Une dizaine d'année plus tard, après avoir participé à colonisation d'Hokkaido et rencontré cet autre nostalgique de la période pré-Meiji, Sokaku Takeda, Morihei Ueshiba est recruté par la secte Omoto-kyo. Après la guerre on a fait à la secte d'Onisaburo Deguchi une réputation humaniste, pacifiste, voire internationaliste. En vérité Omoto-kyo se situait à l'autre bout du spectre politique. Comme l'écrit André Cognard dans son livre Le Corps Conscient : « (...) Deguchi Onisaburo, grand prêtre de Omotokyo et maître spirituel de O Senseï, avait des visées impérialistes et fascistes qui excédaient le cadre du fascisme japonais d'avant guerre (...) ». Il ajoute : « La secte d'Omotokyo (...) était, au moins avant la seconde guerre mondiale, une secte fascisante ayant à son actif des activités extrêmement graves. Le temple d'Ayabe renfermait des armes de guerre et certains adeptes qui voulaient quitter la secte furent torturés ou disparurent d'étrange manière. » (1)

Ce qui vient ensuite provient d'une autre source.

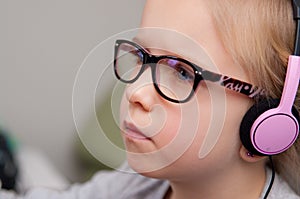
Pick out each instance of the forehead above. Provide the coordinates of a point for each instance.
(187, 28)
(184, 28)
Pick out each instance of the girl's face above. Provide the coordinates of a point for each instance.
(196, 138)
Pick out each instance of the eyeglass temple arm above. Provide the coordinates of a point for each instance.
(296, 11)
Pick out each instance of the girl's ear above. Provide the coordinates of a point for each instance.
(249, 157)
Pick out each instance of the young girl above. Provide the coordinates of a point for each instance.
(167, 108)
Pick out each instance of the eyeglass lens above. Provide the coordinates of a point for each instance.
(173, 78)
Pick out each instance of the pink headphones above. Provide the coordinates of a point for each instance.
(272, 126)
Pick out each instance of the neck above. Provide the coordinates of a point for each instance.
(224, 185)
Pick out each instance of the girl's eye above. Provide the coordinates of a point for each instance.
(184, 74)
(182, 71)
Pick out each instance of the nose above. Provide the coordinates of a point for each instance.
(142, 93)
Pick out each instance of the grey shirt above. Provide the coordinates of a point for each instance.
(128, 185)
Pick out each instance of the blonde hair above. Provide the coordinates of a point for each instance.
(259, 35)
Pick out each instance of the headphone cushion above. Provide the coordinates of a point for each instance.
(252, 114)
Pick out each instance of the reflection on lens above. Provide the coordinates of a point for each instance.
(174, 78)
(129, 62)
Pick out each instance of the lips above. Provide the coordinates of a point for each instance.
(131, 131)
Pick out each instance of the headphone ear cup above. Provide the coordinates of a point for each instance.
(249, 118)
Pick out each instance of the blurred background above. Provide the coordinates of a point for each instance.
(42, 45)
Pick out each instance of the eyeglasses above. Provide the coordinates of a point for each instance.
(174, 78)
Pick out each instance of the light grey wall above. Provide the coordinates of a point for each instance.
(42, 44)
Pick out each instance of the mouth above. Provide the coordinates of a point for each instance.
(132, 132)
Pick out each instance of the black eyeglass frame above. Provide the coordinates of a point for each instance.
(150, 60)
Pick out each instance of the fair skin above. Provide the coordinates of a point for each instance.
(225, 172)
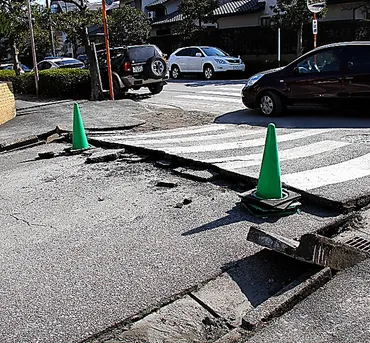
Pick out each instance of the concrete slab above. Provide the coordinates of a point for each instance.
(85, 246)
(336, 313)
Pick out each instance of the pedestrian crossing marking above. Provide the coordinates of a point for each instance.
(213, 99)
(244, 143)
(228, 134)
(336, 173)
(238, 95)
(239, 162)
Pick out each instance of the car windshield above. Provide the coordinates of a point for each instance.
(214, 52)
(142, 53)
(68, 63)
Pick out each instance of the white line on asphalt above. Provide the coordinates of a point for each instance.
(336, 173)
(245, 143)
(238, 95)
(175, 132)
(211, 98)
(235, 134)
(238, 162)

Omoto-kyo - et c'est ainsi que s'explique la fameuse «Grande aventure mongole» de 1924 à laquelle prit part Ueshiba - était liée à la « Société du Dragon noir », une société secrète d'extrême droite. De même, dans les années trente, aussi bien Omoto-kyo comme organisation que Ueshiba personnellement, étaient en relation avec des éléments ultra réacionnaires au sein de la Marine impériale ainsi qu'à la faction dite de « la Voie impériale » (Kodoha) au sein de l'Armée qui tenta un coup d'Etat militaire en 1936. (2) Auparavant Ueshiba avait mis son dojo à la disposition du Sakurakaï, un groupe d'officiers fascisants responsables de nombreux assassinats, et entretenait des relations d'amitié avec un de ses dirigeants Okawa Shumei. (3) Il est extrêmement improbable que Ueshiba, le « chef de la sécurité» de la secte, n'ait pas eu un rôle central dans l'implication d'Omoto-kyo dans les agissements de ces mouvements d'extrême droite.

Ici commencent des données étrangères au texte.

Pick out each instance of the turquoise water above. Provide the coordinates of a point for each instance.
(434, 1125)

Si Omoto-kyo fut l'objet de la répression gouvernementale ce fut au moins autant pour ses activités factieuses que pour les excentricités mystico-religieuses de Deguchi. Ueshiba quant à lui échappa à la prison essentiellement grâce à la protection dont il jouissait de la part de personnalités politiques et militaires haut placées. Ses fonctions d'enseignant à l'Académie de police ainsi qu'à l' « école d'espionnage » de Toyoma y furent aussi pour quelque chose.

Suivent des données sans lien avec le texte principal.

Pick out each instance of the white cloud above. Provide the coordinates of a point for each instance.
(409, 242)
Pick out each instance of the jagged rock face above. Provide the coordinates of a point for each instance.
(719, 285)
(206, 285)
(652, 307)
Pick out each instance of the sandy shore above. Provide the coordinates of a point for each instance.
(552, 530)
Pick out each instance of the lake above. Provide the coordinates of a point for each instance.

Dans notre prochain éditorial nous nous pencherons sur l'idéologie sous-jacente à ces activités telle qu'elle s'exprime dans ce qu'écrivait Ueshiba à l'époque.

Rédaction Aïkido Journal

(1) Par certains aspects, notamment ses pratiques agricoles « biodynamiques », Omoto Kyo peut se comparer à la secte fondée en Allemagne par Rudolf Steiner, l'Anthroposophie dont on oublie souvent qu'elle inspira, entre autres le courant de Walther Darré - qui fut le ministre de l'agriculture de Hitler - au sein du Parti nazi.
(2) Voir les mémoires du chef de la police au ministère de l'Intérieur, Toshiki Karasawa, parues en 1955 sous le titre « Les Circonstances du raid contre Omoto ».
(3) Voir l'entrevue avec Ikkutsai Iwata, parue dans l'Aikido Journal de Stanley Pranin en automne 1990. Okawa Shumei n'échappa au Tribunal jugeant les criminels de guerre japonais que par une très commode « dépression nerveuse ».